Two months back when India purchased a stupendous 200 tons of gold from International Monetary Fund, many were reminded of those dark days two decades back when the country was forced to sell its 67 tons of gold to procure dollars to meet loan repayment commitments.
In early 90s, when dollar ruled the roost, its possession meant ability to survive in the international stage. In June ’91, when Indian government sold the gold to the Bank of England and Union Bank of Switzerland, the country’s economy was at its lowest. India’s foreign reserve was barely $2 billion.
India’s economy has undergone dramatic change over these last two decades. From a weakling, it has developed into something respectable. The foreign reserve has now reached a healthy $285 billion.

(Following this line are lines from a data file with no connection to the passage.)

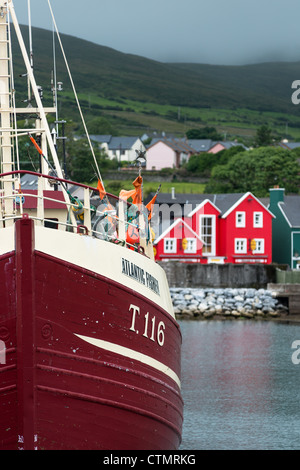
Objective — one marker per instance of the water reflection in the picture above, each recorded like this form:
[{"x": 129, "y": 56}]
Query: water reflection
[{"x": 240, "y": 387}]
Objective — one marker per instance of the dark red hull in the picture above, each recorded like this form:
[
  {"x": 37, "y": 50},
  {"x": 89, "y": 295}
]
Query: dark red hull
[{"x": 84, "y": 369}]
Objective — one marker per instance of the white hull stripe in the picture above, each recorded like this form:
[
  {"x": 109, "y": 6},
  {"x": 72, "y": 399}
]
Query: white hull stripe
[{"x": 132, "y": 354}]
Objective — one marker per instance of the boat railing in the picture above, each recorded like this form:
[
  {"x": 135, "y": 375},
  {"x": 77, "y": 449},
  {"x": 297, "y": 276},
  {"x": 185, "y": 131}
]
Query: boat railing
[{"x": 52, "y": 204}]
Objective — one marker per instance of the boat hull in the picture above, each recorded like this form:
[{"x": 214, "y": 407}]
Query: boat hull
[{"x": 89, "y": 362}]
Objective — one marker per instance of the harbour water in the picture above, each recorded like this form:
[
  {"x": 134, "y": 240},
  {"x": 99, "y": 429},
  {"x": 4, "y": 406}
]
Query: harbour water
[{"x": 240, "y": 385}]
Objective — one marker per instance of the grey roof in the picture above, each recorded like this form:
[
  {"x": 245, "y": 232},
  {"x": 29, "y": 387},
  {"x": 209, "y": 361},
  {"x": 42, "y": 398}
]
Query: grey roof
[
  {"x": 179, "y": 145},
  {"x": 200, "y": 145},
  {"x": 291, "y": 208},
  {"x": 289, "y": 145},
  {"x": 101, "y": 139},
  {"x": 124, "y": 143},
  {"x": 116, "y": 142},
  {"x": 222, "y": 201}
]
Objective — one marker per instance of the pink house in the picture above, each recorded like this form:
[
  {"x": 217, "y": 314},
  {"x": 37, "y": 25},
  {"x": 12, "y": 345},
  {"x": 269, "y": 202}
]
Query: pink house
[
  {"x": 165, "y": 153},
  {"x": 179, "y": 242}
]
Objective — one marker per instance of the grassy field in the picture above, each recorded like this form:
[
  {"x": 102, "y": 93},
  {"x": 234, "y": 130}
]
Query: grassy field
[
  {"x": 114, "y": 187},
  {"x": 135, "y": 118}
]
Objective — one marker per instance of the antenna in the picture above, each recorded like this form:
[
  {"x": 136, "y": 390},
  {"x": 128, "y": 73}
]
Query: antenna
[{"x": 30, "y": 51}]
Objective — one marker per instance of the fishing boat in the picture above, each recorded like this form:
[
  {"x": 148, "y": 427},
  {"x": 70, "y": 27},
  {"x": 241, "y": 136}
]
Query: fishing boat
[{"x": 89, "y": 344}]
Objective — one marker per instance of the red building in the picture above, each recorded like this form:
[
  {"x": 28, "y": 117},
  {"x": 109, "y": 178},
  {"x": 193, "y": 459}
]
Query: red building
[{"x": 225, "y": 228}]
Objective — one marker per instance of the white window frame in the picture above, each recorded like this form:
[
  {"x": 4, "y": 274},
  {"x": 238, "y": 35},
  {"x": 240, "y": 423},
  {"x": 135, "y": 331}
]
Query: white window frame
[
  {"x": 260, "y": 246},
  {"x": 173, "y": 247},
  {"x": 203, "y": 235},
  {"x": 240, "y": 223},
  {"x": 240, "y": 245},
  {"x": 258, "y": 223},
  {"x": 192, "y": 245}
]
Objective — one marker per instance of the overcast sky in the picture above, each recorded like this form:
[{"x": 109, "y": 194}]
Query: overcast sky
[{"x": 221, "y": 32}]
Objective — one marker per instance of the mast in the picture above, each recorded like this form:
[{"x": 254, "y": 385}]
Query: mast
[
  {"x": 5, "y": 105},
  {"x": 6, "y": 8}
]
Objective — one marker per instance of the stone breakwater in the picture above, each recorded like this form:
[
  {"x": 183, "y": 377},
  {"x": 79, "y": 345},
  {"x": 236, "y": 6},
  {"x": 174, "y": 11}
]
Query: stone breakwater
[{"x": 230, "y": 303}]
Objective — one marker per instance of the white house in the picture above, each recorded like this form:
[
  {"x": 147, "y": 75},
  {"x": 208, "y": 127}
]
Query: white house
[
  {"x": 121, "y": 148},
  {"x": 167, "y": 153}
]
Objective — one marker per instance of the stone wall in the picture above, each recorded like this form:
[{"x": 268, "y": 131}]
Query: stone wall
[
  {"x": 218, "y": 275},
  {"x": 229, "y": 303}
]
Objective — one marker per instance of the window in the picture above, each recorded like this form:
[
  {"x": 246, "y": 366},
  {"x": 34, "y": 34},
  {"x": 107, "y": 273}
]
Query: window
[
  {"x": 240, "y": 219},
  {"x": 240, "y": 245},
  {"x": 191, "y": 245},
  {"x": 257, "y": 219},
  {"x": 207, "y": 234},
  {"x": 260, "y": 245},
  {"x": 170, "y": 245}
]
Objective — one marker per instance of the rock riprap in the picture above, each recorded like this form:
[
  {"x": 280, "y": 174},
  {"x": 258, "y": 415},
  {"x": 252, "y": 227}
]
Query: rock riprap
[{"x": 226, "y": 303}]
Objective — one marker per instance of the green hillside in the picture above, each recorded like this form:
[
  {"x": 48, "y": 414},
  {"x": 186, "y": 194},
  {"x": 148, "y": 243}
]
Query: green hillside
[{"x": 135, "y": 94}]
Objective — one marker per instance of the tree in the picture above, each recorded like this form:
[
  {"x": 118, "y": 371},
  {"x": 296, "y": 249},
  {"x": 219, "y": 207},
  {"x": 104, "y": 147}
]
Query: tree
[
  {"x": 263, "y": 136},
  {"x": 204, "y": 133},
  {"x": 257, "y": 171}
]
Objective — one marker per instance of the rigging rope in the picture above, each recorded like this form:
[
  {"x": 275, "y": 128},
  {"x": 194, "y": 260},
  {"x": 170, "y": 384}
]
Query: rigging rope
[
  {"x": 13, "y": 97},
  {"x": 74, "y": 90}
]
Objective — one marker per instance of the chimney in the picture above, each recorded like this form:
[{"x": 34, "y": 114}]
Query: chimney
[{"x": 276, "y": 195}]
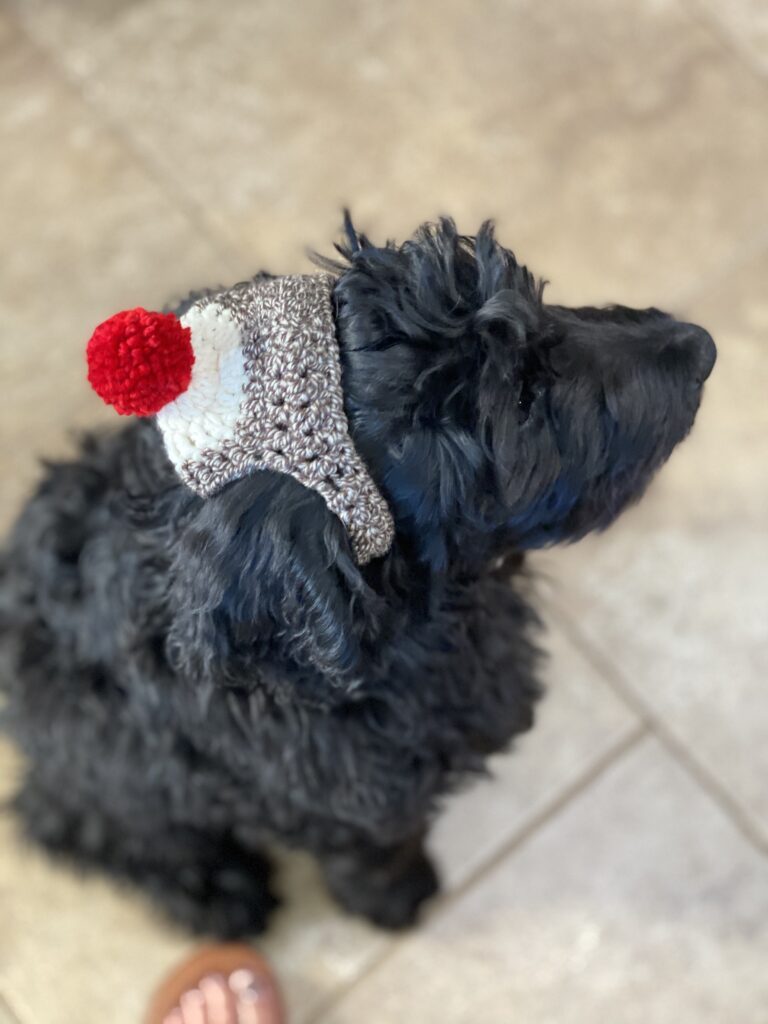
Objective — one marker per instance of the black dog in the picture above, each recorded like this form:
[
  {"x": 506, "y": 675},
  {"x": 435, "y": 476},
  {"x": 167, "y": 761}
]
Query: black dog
[{"x": 192, "y": 678}]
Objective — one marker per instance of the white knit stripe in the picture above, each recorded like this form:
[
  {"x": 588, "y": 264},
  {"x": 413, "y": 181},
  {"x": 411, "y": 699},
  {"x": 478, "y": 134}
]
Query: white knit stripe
[{"x": 206, "y": 415}]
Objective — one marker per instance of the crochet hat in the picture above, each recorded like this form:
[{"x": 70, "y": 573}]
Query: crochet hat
[{"x": 247, "y": 379}]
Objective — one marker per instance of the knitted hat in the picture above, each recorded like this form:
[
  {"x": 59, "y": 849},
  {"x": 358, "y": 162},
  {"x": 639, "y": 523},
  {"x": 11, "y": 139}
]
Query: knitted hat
[{"x": 247, "y": 379}]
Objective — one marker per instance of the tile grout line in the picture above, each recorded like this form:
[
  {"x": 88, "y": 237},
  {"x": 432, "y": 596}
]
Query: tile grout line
[
  {"x": 730, "y": 39},
  {"x": 171, "y": 192},
  {"x": 581, "y": 783},
  {"x": 704, "y": 778}
]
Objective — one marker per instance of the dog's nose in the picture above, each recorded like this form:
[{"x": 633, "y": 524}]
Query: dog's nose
[{"x": 699, "y": 344}]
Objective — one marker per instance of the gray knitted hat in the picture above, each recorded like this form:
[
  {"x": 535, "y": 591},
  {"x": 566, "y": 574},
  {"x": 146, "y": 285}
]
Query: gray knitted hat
[{"x": 247, "y": 379}]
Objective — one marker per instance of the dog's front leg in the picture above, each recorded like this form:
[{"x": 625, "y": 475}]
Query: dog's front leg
[{"x": 385, "y": 884}]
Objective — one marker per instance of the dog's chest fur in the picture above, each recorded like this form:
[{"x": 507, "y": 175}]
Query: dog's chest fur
[{"x": 269, "y": 748}]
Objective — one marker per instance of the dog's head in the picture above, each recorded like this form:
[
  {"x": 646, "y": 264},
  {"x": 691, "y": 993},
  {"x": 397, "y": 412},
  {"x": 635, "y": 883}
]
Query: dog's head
[{"x": 491, "y": 419}]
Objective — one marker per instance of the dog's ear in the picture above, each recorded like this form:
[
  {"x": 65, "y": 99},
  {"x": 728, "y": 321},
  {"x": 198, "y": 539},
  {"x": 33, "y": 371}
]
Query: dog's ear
[{"x": 265, "y": 574}]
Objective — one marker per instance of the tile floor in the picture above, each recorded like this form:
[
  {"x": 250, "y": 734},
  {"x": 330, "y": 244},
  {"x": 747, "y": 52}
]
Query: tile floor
[{"x": 615, "y": 866}]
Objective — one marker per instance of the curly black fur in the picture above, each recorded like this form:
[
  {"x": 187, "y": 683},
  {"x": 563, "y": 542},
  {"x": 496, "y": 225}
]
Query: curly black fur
[{"x": 193, "y": 679}]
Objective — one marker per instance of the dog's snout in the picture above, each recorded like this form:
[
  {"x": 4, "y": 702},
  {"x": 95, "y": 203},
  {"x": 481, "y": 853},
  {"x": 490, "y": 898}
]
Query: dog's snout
[{"x": 699, "y": 344}]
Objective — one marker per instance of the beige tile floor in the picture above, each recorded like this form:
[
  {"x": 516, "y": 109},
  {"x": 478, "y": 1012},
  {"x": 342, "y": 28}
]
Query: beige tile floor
[{"x": 614, "y": 868}]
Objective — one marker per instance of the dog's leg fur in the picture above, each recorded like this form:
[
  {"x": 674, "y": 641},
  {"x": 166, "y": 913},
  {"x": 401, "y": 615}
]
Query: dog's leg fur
[
  {"x": 207, "y": 883},
  {"x": 386, "y": 885}
]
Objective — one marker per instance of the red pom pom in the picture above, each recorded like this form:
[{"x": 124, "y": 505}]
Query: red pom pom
[{"x": 138, "y": 360}]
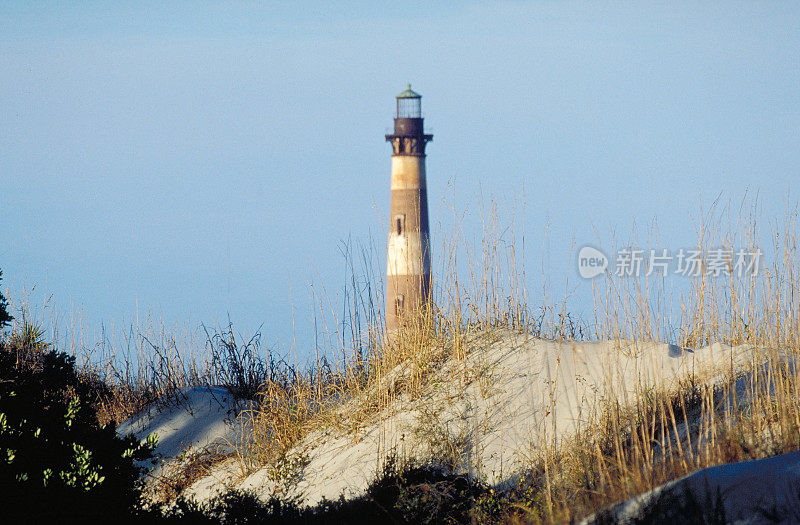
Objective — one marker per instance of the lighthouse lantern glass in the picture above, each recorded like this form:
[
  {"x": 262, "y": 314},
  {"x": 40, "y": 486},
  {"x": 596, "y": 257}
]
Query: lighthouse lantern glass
[{"x": 409, "y": 107}]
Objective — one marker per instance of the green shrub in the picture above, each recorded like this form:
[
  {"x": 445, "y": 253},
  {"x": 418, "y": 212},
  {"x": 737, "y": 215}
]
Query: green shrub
[{"x": 56, "y": 461}]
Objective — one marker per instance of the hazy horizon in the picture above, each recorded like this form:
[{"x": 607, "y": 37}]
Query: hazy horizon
[{"x": 204, "y": 161}]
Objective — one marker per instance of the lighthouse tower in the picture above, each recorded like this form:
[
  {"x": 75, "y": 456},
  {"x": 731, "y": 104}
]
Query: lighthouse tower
[{"x": 408, "y": 261}]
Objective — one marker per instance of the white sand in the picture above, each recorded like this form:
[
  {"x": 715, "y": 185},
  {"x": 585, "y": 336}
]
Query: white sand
[
  {"x": 199, "y": 417},
  {"x": 750, "y": 491},
  {"x": 519, "y": 393}
]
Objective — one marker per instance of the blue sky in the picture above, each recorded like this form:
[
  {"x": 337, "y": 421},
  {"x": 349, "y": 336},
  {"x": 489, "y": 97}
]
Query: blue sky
[{"x": 205, "y": 159}]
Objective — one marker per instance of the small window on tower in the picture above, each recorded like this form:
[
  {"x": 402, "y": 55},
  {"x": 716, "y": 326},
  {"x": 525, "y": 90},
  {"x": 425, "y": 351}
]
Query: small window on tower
[{"x": 399, "y": 305}]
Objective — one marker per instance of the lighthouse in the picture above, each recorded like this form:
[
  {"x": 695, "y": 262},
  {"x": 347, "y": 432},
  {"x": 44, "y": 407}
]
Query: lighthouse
[{"x": 408, "y": 260}]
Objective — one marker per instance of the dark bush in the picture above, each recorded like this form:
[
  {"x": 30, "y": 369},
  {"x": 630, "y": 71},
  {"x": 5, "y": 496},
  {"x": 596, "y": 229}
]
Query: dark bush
[{"x": 57, "y": 463}]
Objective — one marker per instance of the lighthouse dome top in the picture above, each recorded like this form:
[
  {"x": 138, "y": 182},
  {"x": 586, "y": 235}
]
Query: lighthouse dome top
[
  {"x": 409, "y": 104},
  {"x": 408, "y": 93}
]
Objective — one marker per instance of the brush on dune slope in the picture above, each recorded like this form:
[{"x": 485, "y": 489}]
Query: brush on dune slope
[{"x": 489, "y": 414}]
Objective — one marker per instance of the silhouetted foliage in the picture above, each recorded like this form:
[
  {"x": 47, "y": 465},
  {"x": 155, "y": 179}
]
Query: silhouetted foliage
[
  {"x": 56, "y": 462},
  {"x": 5, "y": 317}
]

Though economy is improving, even surpassing expectations, there is still much to accomplish in many areas. Inflation is speeding ahead like a runaway horse. The biggest challenge to economy now is to find a balance between GDP growth and inflation.
After displaying remission tendencies in October last, inflation is climbing steadily from November. Food price inflation is the worst at around 20% with prices of all the essential commodities going through the roof. With sugar price breaching the Rs.50 mark, it is high time action is taken to rein in the prices.
One of the options before government is to withdraw the stimulus packages, introduced to help the economy overcome recession. Another is to hike up interest rates. Both actions have a double-edged effect, as they might end up damaging the frail economy, which is recovering well from the global economic downturn. This has prompted the government to adopt a wait and watch approach, instead of taking hasty action.